The expected Phoenix sun had finally appeared. Once again we made our way to the gym, a recurring theme during my visits to Phoenix. As I worked out I once again enjoyed the assortment of eye candy on display. I'm certain that were I a regular habitue of this particular facility the view would become more routine, however, since I was a visitor passing through there was still a novelty factor in play.
I was, at last, able to enjoy the spring time, southwest rays in the back yard. Our plan was to take in the local Sunday afternoon gay bar scene, starting with, at my request, an establishment with a sizable outdoor space. Enjoying a drink outdoors, indeed enjoying anything outdoors, can be challenging in Chicago in March. We ended up visiting 3 bars that afternoon. Cocktails were also a recurring theme during this visit.

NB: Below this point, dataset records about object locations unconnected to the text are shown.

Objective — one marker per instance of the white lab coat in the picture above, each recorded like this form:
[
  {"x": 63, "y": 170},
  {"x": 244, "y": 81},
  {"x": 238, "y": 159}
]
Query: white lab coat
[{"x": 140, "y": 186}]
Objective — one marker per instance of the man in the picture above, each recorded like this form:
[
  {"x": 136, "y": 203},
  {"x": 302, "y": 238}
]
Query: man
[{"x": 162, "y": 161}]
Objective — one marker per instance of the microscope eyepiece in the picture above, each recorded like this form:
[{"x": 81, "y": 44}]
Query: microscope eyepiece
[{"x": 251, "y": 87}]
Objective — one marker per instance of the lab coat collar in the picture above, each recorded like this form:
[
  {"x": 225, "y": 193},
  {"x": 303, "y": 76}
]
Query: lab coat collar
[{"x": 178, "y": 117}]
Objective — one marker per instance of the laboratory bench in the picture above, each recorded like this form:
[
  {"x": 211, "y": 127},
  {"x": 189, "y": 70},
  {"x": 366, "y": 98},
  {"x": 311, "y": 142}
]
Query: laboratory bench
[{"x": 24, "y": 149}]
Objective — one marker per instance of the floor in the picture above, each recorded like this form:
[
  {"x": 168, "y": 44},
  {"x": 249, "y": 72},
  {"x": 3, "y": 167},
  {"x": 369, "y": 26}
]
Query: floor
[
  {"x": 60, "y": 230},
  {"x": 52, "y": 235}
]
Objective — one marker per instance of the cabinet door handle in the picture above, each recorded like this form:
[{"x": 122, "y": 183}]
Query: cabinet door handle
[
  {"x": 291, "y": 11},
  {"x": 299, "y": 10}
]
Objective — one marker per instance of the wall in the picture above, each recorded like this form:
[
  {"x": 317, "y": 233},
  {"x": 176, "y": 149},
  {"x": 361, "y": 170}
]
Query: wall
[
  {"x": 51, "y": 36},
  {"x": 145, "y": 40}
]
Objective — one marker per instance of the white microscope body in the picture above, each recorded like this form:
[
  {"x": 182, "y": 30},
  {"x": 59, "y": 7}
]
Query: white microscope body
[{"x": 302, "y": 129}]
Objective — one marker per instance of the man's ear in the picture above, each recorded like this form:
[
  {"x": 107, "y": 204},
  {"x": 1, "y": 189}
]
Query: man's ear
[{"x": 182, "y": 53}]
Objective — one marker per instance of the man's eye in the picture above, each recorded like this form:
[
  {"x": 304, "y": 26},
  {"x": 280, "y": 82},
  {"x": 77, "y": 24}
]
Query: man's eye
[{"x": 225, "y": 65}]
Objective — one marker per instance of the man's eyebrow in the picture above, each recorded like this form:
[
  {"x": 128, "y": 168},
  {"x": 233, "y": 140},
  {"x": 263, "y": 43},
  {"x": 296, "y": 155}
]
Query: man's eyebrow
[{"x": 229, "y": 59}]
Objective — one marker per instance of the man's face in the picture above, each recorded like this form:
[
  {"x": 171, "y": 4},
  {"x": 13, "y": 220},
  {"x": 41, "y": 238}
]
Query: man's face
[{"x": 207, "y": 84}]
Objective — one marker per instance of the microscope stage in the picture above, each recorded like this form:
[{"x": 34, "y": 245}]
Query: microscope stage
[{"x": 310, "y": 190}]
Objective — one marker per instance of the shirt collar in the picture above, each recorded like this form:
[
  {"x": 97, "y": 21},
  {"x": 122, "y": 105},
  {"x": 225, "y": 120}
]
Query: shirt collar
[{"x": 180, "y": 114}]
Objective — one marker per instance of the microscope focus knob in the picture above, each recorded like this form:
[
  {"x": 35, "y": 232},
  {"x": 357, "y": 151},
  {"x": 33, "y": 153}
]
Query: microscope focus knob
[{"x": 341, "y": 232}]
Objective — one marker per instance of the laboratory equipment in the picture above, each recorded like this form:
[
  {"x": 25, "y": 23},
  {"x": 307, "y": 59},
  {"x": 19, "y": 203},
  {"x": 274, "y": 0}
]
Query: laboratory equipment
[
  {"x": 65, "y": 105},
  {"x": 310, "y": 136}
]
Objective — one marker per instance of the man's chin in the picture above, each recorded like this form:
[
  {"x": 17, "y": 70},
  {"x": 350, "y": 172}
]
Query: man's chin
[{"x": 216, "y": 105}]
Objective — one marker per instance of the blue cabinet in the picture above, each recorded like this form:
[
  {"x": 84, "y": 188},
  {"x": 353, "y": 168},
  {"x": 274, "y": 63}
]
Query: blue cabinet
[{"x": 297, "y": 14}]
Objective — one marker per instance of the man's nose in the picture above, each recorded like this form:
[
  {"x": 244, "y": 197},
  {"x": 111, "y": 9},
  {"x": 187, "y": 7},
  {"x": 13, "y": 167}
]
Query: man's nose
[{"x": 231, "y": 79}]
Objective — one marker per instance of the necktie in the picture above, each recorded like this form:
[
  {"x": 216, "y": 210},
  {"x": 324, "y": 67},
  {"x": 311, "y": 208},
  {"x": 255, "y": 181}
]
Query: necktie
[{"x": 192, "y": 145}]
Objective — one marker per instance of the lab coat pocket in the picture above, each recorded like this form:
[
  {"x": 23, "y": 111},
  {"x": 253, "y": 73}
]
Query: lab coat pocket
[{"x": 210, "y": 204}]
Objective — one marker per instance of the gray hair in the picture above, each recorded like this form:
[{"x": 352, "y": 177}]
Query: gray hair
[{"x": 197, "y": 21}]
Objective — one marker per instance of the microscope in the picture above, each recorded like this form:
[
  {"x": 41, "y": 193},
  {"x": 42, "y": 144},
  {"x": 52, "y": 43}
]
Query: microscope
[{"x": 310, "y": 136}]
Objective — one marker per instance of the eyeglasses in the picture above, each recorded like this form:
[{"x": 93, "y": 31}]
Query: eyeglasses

One of my hosts has been active on a networking web site called "Find a Grave". Online memorials are created and requests are sent out for photos of grave markers or memorabilia celebrating the life of the deceased. On this day he was going out to the nearby Veteran's Cemetery to locate and photograph grave markers.
As a child traveling with my family visits to cemeteries were often on our itinerary. Not only did my mother have a fondness for gothic horror and the macabre, she also understood the lessons in history that could be learned by these cemetery visits, particularly older ones. Viewing the resting place of one who is particularly admired or historically important can often instill a feeling of connection with them. In some cases it may spark interest in further study and exploration. I remember going through cemeteries on a trip to the east coast visiting the graves of the founders of the U.S., and later, on a trip to Dayton as an adult, visiting the gravesites of the founder of the Huffy bicycle company and the Wright Brothers.
The day was bright and sunny but the sun had not yet reached it's full height and heat. Our time was concentrated on the columbarium. While my host took photos of the memorials behind which rested the cremated remains of those who had served in the Armed Forces, I spent my time reading the epitaphs.
There were the ones you would expect to encounter, husbands and wives sharing a space with the word "Together Forever" carved on the memorial plaque. Others remembered the deceased as "Beloved Father", "Beloved Mother", Beloved Son, or "Beloved Daughter". Some were whimsical, "Gone Fishin"or "Lining up on the First Tee". There must have been quite a pair of mouths on the couple who were remembered with "Cursing Together Forever". Some were poetic, "2nd Star to the Right, Straight on Till Morning". One that had a particular effect on me read "Now You Can Dance Again". There was the unexpected, a memorial to the Mayor of Phoenix from 1964 to 1970.
I was saddened by memorials to the young men and women killed in our senseless conflict in the Middle East. Many of them decades younger that I, I pondered what their future would have held.
I tried to imagine the lives lived alone after the death of a spouse of many years or the history that had been witnessed by those who lived to see 90 years of change.
I tried to imagine a utopia where places like these would no longer be necessary. A time when mankind could learn to live without armed conflict. I tried to imagine a time when respect and tolerance would result in a world at peace.